Ein Knall. Ein Schuss. Ein Treffer.

 

Mehr als das hatte es nicht gebraucht, um das Leben Gérards auszulöschen, ohne, dass dieser je erfahren sollte, was ihm widerfahren war. Mit einem Lächeln auf den Lippen war er eingeschlafen, in ihren Armen. In den Armen jener Frau, die er liebte und die auch ihn über alles liebte. Nichts ließ einen von ihnen ahnen, was tief in ihr schlummerte und welche unsichtbaren Spuren Talon in ihrem Geist hinterlassen hatte. Ihr Lächeln war gefroren, die Hand, die eben noch zärtlich über den Schopf ihres Ehemannes gestreichelt hatte, hatte zur Waffe gegriffen und den Abzug gedrückt.

 

Ein Schuss. Ein Treffer. Ein Leben ausgelöscht.

 

♫ I feel my heart explode to particles.

Love is always here and I told you so.

Restless in dreams, love carved in stone,

This rhapsody of life, in a way, I guess we all know it. ♫

 

Blut auf dem weißen Kopfkissen, rote Flecken, die aussahen wie zarte Blütenblätter von roten Rosen. Wunderschön und widerlich. Amélie kostete den Moment aus und hasste ihn zugleich über alle Maßen.
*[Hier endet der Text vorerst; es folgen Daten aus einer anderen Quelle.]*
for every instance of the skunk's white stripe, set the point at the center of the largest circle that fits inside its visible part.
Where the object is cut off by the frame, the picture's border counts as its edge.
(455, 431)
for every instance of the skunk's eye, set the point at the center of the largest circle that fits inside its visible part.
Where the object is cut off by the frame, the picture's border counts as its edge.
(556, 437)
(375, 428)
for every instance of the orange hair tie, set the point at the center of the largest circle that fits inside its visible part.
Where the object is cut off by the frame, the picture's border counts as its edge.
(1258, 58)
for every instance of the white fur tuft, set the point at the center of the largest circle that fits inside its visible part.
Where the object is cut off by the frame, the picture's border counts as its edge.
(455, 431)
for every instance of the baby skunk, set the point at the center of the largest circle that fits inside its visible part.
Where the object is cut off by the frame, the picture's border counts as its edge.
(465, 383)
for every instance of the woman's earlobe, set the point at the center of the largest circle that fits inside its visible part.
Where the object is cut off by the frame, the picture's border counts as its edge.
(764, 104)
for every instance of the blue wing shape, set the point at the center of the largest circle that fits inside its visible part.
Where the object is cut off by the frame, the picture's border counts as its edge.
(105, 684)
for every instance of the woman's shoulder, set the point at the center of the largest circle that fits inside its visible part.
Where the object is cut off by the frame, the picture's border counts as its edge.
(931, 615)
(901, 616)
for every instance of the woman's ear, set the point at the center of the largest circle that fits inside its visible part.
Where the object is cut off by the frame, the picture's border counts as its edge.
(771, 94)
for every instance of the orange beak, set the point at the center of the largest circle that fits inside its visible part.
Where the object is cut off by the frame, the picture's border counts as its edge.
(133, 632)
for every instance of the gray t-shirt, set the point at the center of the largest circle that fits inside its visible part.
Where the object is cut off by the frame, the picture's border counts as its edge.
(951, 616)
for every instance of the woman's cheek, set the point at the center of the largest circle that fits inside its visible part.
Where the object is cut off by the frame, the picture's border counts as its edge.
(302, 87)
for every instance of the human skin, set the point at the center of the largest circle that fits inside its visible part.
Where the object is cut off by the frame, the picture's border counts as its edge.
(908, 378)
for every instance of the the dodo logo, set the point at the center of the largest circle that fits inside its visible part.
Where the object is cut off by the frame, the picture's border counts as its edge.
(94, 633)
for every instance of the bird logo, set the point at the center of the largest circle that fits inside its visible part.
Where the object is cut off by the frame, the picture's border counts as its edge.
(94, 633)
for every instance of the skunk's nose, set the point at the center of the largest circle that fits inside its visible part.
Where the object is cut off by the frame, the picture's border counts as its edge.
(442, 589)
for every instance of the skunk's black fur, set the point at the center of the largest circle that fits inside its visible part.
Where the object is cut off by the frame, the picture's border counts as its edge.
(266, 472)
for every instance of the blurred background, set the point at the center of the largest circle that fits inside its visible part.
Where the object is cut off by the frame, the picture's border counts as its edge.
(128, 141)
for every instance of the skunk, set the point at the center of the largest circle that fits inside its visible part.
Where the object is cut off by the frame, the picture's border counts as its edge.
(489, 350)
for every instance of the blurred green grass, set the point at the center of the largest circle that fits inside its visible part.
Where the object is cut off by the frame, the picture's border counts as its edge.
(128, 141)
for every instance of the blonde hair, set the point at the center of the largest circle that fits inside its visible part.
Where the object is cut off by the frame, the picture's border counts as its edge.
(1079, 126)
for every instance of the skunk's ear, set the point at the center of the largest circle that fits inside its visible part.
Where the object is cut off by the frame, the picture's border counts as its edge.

Ein Teil von ihr wollte schreien und weinen, wollte toben und sich die Haare raufen ob ihres Verlustes. Dieser Teil von ihr wollte die Wahrheit nicht akzeptieren, die sich vor ihren Augen entfaltete. Gérard war tot und sie hatte ihn getötet. Ihr Herz schien in tausend Splitter zu zerfallen, die niemand jemals wieder würde zusammensetzen können. Sie würde ihn immer lieben, bis zu ihrem letzten Atemzug. Auch dann, wenn nur noch sein auf einen Grabstein gemeißelter Name an ihn erinnern würde.
 

♫ Hand in hand we stand while we watch it flow

Heaven can you help us, where we can't go. ♫

 

Ihre Hand umfasste seine, die noch warm war, doch bald erkalten würde, während sie nur zusehen konnte, wie sein Blut in das Kissen sickerte. Wenn es einen Himmel gab, würden sie sich dort nicht wiedersehen, denn ihr würde kein himmlisches Licht erscheinen. Ihre Trennung wäre endgültig, ihr Tanz vorüber.

 

♫ Covered by roses

When this dance is over

We all know our beauty will die.

The choirs have awoken

Left our words unspoken. ♫

 

In ihr jedoch war eine andere Stimme erwachte. Jene, die Gérards Ende bedeutet hatte. Und diese Stimme, sie genoss den Nachhall des Augenblicks, in dem sie den Abzug gedrückt hatte. Dieser kostbare, kurze Augenblick. Er hatte in ihr den Wunsch geweckt, Gérard mit Blut zu bedecken wir mit Blütenblätter, so rot wie die der Rosen auf dem Nachttisch. Eben jener Rosen, die der Overwatch-Agent seiner Gattin heute erst mitgebracht hatte, denn Amélie liebte Rosen, besonders rote. Sie waren wunderschön gewesen, doch sie beide hatten gewusst, dass jede Schönheit einmal starb, so auch die Rosen - und Gérard.

 

♫ Remember you as long as I can,

Hold you in my arms all night

And spill the wine until the end.

We all have our place in time,

Need to live every moment. ♫

 

Heute Nacht jedoch würde sie ihn noch in ihren Armen halten, würde durch sein seidiges Haar streichen und sich an die vielen Stunden erinnern, die sie gemeinsam verbracht hatten. Sie würde an die Restaurants denken, in die er sie ausgeführt hatte, an die hitzigen Diskussionen über Ballett und die leidenschaftlichen Küsse, die folgten. Besonders jedoch würde sie sich an die ungezählten Abende, an denen sie einfach Seite an Seite gesessen, dunkle Schokolade genascht, roten Wein genossen und ein gutes Buch genossen hatte. Manchmal hatte er ihr vorgelesen, dann sie ihm. Oh, wie viele Seiten sie mit Weinflecken versehen hatten! Gekümmert hatte es die beiden nie. Sie hatten den Moment gelegt und dafür alle Zeit der Welt gehabt. Zumindest war es ihnen immer so vorgekommen.

 

♫ We build our castles high, turned our dreams to gold.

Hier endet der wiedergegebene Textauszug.